ITHACA, N.Y. (Sept. 13, 2011) - Cornell University Library's rich Human Sexuality Collection just got even richer, with the addition of more than 10,000 gay-themed photographs dating back to the 1860s.

The Harry H. Weintraub Collection of Gay-Related Photography and Historical Documentation includes 150 years of photographs, books, magazines, pornography, ephemera and more. The photographs range from formal 19th-century portraits to Hollywood stars' studio portraits and from 1950s physique photos to candid snapshots.

Weintraub, a New York City labor lawyer who has been amassing the collection for three decades, visited the Library's Division of Rare and Manuscript Collections to make the donation in early August.
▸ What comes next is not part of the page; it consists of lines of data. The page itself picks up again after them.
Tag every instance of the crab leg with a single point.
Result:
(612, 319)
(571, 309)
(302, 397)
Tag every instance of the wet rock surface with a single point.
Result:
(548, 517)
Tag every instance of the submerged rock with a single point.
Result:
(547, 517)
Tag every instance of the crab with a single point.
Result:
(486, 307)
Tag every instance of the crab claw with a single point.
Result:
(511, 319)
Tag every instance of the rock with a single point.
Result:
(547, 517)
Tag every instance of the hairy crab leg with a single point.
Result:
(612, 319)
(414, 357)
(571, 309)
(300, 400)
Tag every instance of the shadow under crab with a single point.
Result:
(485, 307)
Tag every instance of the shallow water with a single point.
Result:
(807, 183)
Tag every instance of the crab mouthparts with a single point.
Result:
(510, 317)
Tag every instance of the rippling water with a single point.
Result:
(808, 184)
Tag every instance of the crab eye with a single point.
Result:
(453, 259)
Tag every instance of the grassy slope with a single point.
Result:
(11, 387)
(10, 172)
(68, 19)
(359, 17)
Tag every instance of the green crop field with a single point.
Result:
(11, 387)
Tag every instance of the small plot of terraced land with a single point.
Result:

"I began this collection in earnest because of the AIDS crisis," he said. "Men were dying all around me, and their things were being thrown away because their families were embarrassed. So I was intent on trying to preserve not only their histories but that of those who came before."

As Weintraub amassed more and more photographs, he and his collection became well known, and families would sometimes contact him to donate their gay relatives' materials. Many of the photographs are deeply personal. He also added steadily to the collection through purchases from dealers all over the country.
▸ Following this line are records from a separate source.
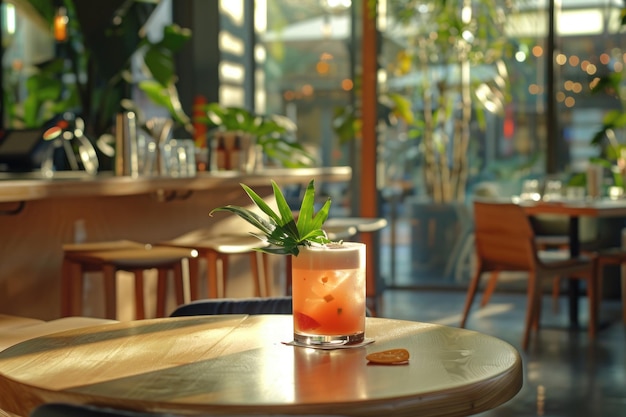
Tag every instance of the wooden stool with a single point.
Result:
(110, 257)
(217, 249)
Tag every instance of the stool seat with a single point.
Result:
(362, 224)
(135, 257)
(216, 249)
(37, 328)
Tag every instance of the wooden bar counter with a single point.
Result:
(38, 215)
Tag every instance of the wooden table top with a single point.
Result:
(237, 364)
(603, 207)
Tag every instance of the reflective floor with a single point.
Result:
(566, 375)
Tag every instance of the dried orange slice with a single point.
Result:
(389, 357)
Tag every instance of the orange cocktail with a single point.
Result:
(328, 290)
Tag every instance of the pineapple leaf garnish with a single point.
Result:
(280, 230)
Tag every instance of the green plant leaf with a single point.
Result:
(280, 230)
(249, 216)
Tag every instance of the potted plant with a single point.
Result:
(273, 134)
(328, 278)
(449, 64)
(91, 75)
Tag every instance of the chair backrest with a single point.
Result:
(267, 305)
(504, 237)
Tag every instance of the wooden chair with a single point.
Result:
(505, 241)
(123, 255)
(606, 257)
(217, 249)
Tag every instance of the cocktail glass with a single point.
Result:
(328, 291)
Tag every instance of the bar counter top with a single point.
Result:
(32, 186)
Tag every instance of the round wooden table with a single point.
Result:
(237, 364)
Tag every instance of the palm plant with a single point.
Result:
(271, 132)
(438, 66)
(280, 229)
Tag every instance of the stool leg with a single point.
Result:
(66, 289)
(193, 278)
(224, 262)
(254, 267)
(140, 305)
(71, 289)
(265, 267)
(179, 286)
(211, 258)
(110, 291)
(161, 291)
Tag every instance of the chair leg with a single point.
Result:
(110, 291)
(288, 277)
(489, 290)
(556, 292)
(471, 293)
(623, 279)
(140, 306)
(593, 299)
(532, 314)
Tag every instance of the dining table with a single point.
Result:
(248, 365)
(574, 209)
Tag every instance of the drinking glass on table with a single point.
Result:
(553, 191)
(530, 191)
(328, 293)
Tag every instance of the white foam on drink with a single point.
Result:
(344, 255)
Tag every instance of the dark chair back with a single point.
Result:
(83, 410)
(266, 305)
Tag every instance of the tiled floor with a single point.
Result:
(566, 375)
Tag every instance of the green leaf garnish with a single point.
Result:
(281, 230)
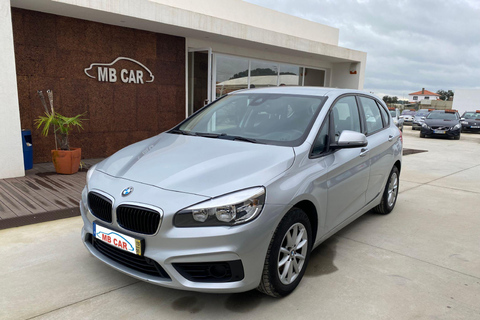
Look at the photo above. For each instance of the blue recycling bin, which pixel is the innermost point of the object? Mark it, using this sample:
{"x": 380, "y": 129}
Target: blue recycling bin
{"x": 27, "y": 149}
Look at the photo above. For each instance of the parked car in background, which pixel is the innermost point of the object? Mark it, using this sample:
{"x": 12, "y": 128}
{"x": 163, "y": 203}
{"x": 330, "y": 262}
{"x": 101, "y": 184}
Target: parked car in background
{"x": 444, "y": 123}
{"x": 470, "y": 121}
{"x": 407, "y": 116}
{"x": 236, "y": 202}
{"x": 419, "y": 118}
{"x": 397, "y": 120}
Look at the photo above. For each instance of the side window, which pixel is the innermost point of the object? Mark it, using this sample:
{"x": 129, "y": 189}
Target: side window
{"x": 321, "y": 142}
{"x": 386, "y": 119}
{"x": 373, "y": 117}
{"x": 345, "y": 116}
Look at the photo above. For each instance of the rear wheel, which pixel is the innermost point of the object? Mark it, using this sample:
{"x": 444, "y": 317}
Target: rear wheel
{"x": 287, "y": 255}
{"x": 389, "y": 197}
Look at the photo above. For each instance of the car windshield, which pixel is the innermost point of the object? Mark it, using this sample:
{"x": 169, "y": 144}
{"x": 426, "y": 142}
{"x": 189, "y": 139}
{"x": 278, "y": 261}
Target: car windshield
{"x": 442, "y": 115}
{"x": 277, "y": 119}
{"x": 471, "y": 115}
{"x": 421, "y": 113}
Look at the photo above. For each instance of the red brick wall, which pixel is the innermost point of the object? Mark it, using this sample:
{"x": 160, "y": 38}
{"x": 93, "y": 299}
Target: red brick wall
{"x": 51, "y": 52}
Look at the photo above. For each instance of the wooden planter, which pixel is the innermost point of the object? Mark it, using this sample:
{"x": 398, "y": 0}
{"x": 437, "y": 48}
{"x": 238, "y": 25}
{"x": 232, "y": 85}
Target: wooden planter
{"x": 67, "y": 161}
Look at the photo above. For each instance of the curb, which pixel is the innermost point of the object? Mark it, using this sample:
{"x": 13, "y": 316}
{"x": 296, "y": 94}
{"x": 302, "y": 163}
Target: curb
{"x": 40, "y": 217}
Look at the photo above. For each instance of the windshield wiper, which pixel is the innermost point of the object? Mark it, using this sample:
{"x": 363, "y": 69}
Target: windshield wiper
{"x": 240, "y": 138}
{"x": 210, "y": 135}
{"x": 187, "y": 133}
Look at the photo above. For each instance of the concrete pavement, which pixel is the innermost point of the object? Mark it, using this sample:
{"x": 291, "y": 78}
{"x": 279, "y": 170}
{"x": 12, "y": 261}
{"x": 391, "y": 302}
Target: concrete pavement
{"x": 420, "y": 262}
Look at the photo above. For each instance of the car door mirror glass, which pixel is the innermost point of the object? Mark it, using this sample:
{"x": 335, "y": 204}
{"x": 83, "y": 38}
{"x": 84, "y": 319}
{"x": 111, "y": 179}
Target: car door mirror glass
{"x": 351, "y": 139}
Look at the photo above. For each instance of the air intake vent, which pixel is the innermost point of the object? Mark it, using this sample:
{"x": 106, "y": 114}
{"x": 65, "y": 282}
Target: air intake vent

"This is an amazing gift to Cornell, with a tremendous historical value, and it enhances our sexuality, visual, and photographic collections in exciting ways," said Katherine Reagan, Ernest L. Stern curator of Rare Books and Manuscripts.

The collection even contains a few Cornell-specific items, including a 1940s photo of a young man posed in the arms of the A.D. White statue on the Arts Quad, and it will assist the teaching and research of many scholars.

"The new collection being donated by Harry Weintraub is a trove of rich and provocative images and related materials. It will provide an invaluable resource to many scholars, especially those of queer life and performance in the 20th century," said Nicholas Salvato, assistant professor of theater, film and dance at Cornell. "I'm looking forward to bringing my students to see a number of intriguing photographs when I teach 'Introduction to LGBT Studies' in the spring."

Brenda Marston, curator of Cornell's Human Sexuality Collection, said she is "delighted to have such a big boost to the collection's visual documentation" and looks forward to welcoming the researchers to use it. Noting the role of personal collectors in preserving our cultural heritage, she added, "Mr. Weintraub has made a significant contribution by looking high and low for pictures that show traces of gay history."

Weintraub noted that the collection "deals with the history of a substantial U.S. population" and belongs in Cornell's Human Sexuality Collection.

"I knew the collection would have a good home here, that it would be well taken care of," Weintraub said. "We're a country of diversity, and the documentary record of the different parts of that diversity deserves to be collected and understood."